Figure 6. Absence of Irga6 enhances C. trachomatis replication and resistance against IFNγ-induced growth inhibition.

(A) Deletion of Irga6 promotes intracellular growth of the bacterial inclusion. Unstimulated WT and Irga6-knockout MEFs were infected for 48 h (MOI 1). Micrographs show an increased inclusion size in Irga6-knockout cells (panel 3) compared to WT MEFs (panel 1). IFNγ (100 U/ml) stimulation did not suppress chlamydial growth in Irga6-deficient MEFs (panel 4) as in IFNγ-induced WT MEFs (panel 2). (B) Infectivity of bacteria in Irga6-knockout MEFs is 4-fold higher than in WT MEFs and is unaffected by IFNγ induction. Results depicted as mean percentage normalized to control. (C) Lack of appreciable lysosomal fusion with C. trachomatis inclusions in IFNγ-stimulated Irga6−/− MEFs (panel 4) unlike that in stimulated WT MEFs (panel 2). Cells were stimulated, infected and stained for bacteria (green) and LAMP1 (red) as in Figure 3A. Untreated WT and Irga6-knockout monolayers (panels 1 and 3, respectively) served as controls. (D) IFNγ did not considerably increase rates of LAMP1 localization to C. trachomatis inclusions in Irga6−/− MEFs, compared with that in WT cells. Around 300 bacterial inclusions were examined Colocalization expressed as a mean percentage: for each treatment, number of LAMP1 +ve inclusions / total number of inclusions ×100. Scale bar in (A) and (C) represent 40 and 4 µm, respectively. Error bars ±SD, n = 3.

Figure 7. Irga6 plays a role in the regulation of the host autophagic machinery.

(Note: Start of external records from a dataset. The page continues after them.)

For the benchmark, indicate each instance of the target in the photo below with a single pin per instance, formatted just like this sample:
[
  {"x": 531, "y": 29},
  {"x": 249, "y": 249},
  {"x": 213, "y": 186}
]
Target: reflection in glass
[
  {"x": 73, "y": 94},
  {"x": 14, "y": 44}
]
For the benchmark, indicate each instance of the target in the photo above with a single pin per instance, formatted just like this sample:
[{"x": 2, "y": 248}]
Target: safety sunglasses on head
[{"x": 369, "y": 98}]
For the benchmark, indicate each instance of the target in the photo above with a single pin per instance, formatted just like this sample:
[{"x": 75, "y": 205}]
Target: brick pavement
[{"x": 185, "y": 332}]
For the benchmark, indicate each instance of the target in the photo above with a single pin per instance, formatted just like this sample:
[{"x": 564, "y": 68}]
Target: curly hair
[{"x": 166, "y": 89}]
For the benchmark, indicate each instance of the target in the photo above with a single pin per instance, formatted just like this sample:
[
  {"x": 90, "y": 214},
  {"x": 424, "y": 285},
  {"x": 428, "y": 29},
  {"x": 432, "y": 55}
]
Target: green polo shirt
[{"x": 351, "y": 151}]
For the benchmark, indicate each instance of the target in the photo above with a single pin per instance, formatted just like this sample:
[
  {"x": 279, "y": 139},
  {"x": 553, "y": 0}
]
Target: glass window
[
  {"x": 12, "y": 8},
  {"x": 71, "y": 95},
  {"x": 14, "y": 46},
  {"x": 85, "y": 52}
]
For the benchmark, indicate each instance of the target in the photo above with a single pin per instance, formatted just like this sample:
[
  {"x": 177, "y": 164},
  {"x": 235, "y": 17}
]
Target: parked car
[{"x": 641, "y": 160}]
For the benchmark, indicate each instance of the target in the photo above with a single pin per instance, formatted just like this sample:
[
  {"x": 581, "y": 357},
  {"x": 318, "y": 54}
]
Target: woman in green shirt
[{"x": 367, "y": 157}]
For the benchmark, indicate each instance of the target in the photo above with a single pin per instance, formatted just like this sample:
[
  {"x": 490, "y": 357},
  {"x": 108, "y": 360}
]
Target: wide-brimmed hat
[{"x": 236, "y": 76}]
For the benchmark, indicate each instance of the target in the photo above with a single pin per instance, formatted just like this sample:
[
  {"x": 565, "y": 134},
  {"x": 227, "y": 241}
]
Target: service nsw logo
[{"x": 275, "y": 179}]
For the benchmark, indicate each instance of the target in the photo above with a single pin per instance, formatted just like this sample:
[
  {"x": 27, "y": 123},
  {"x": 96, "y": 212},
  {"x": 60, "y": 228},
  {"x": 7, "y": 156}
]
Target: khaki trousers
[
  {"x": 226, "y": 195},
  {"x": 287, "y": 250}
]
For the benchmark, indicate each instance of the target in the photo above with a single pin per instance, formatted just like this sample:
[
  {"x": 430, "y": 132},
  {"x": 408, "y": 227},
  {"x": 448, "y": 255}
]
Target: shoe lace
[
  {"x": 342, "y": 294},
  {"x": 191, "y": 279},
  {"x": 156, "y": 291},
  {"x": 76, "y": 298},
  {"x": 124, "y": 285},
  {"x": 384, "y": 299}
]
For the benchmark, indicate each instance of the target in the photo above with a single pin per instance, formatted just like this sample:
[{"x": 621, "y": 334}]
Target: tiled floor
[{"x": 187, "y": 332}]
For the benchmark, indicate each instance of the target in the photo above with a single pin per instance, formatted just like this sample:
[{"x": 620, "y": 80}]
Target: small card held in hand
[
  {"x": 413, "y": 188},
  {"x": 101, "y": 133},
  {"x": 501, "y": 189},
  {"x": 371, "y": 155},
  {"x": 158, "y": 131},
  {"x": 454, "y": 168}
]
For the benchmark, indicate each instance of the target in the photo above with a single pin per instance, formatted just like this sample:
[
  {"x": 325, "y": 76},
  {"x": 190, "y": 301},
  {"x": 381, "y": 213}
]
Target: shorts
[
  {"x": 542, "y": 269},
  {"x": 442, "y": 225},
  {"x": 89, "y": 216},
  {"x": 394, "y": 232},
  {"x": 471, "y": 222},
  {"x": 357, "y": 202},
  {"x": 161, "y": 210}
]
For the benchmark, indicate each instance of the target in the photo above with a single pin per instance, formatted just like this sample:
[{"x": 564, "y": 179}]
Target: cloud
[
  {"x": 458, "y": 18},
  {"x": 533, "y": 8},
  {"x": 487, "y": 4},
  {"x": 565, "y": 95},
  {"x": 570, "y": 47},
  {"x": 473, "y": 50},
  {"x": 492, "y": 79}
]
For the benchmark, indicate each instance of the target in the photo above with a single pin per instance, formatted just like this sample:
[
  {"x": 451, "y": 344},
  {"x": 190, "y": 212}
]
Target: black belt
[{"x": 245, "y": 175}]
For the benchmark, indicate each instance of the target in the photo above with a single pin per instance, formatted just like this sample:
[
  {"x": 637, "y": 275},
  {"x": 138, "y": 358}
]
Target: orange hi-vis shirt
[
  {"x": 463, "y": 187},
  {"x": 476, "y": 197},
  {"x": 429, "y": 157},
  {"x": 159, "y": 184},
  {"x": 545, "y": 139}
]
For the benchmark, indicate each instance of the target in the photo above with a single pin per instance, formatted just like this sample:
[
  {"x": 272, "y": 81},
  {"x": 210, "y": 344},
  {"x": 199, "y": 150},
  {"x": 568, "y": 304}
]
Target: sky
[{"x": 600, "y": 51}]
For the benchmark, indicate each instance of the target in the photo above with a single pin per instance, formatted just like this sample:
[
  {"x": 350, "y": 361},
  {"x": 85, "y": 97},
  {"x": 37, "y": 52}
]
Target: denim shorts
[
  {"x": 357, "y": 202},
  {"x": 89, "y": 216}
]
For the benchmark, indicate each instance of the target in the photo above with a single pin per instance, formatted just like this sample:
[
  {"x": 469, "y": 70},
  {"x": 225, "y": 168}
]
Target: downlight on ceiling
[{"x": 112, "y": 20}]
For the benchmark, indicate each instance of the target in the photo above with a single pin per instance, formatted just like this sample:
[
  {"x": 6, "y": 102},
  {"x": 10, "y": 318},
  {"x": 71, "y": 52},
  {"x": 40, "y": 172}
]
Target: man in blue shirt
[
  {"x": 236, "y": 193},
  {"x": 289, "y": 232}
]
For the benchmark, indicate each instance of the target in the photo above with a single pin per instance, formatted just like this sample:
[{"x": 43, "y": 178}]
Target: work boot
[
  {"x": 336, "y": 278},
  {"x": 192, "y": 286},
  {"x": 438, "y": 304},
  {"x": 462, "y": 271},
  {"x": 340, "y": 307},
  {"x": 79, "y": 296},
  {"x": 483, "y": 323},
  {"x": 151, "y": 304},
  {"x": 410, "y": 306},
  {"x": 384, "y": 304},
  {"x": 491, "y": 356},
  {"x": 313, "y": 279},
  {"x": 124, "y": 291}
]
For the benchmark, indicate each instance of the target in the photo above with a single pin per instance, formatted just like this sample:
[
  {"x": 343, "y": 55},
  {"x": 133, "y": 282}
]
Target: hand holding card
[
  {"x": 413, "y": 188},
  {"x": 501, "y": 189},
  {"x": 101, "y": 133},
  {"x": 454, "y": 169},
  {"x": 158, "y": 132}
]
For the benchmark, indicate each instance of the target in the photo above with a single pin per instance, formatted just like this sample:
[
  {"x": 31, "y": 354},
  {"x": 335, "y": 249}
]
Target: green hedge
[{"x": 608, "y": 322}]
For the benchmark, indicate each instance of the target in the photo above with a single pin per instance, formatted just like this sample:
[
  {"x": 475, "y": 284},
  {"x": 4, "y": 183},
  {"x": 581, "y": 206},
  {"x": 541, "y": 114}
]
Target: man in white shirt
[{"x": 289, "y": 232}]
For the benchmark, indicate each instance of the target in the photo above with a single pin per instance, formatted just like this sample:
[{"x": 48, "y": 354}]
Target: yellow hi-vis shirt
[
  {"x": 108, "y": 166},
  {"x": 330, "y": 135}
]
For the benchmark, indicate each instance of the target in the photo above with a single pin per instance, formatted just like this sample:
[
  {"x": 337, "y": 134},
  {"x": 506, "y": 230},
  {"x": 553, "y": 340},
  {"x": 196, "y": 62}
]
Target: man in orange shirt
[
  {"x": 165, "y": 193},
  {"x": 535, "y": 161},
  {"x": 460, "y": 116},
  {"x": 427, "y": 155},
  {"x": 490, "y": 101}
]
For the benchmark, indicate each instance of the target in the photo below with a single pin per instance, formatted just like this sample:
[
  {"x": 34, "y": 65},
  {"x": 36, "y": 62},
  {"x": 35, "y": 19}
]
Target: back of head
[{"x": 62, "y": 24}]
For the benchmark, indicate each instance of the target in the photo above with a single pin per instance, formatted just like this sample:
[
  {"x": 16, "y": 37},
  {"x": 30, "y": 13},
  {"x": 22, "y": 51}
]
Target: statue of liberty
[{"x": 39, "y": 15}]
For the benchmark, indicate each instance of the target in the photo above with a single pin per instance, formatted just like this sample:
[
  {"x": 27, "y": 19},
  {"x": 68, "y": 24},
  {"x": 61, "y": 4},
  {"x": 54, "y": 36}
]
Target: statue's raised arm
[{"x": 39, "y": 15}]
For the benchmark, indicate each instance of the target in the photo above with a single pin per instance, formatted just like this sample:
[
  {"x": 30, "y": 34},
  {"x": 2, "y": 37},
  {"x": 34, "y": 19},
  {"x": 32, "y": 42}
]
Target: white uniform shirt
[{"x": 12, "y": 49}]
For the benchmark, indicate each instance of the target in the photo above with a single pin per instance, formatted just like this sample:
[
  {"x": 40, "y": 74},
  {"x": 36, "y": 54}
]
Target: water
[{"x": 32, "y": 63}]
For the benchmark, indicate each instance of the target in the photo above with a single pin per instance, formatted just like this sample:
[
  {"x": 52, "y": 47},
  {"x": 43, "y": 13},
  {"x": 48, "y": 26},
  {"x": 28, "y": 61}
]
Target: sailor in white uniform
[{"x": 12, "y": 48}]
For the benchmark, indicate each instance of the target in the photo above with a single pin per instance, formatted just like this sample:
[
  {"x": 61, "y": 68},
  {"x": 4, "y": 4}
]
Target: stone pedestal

(A–C) Anti-LC3 immunoblot analysis of total lysates from uninfected WT, Atg5−/− and Irga6−/− MEFs or from cultures infected for indicated time points. Some uninfected cell cultures were exposed to 100 nM Rapa for 3 h or to 100 U/ml IFNγ for 32 h. Other monolayers were pretreated with IFNγ for 24 h prior to infection and then infected in the presence of chemicals. 1–7 indicate the different treatments. Host β-actin was used to control equal loading of proteins. (A) Autophagy is induced by Rapa and IFNγ in WT cells, while infection alone does not stimulate autophagy, as indicated by the amount of LC3-II. (B) Defective autophagy in Atg5−/− MEFs was observed, indicated by absence of LC3 processing (C) Abolishment of Irga6 apparently impaired autophagy induction. Only very low amounts of cellular LC3 (LC3-II) can be detected in Irga6-knockout cells, compared to those in WT MEFs. (D)–(E) Quantification of GFP-LC3-vacoules under different conditions in WT (D) and Irga6−/− MEFs (E) treated as indicated for (A)–(C), 24 h after transfection. Around 100 cells were examined by immunofluorescence microscopy. Data normalized against control. Data show average numbers per cell within a set cytoplasmic area. Error bars ±SD, n = 3.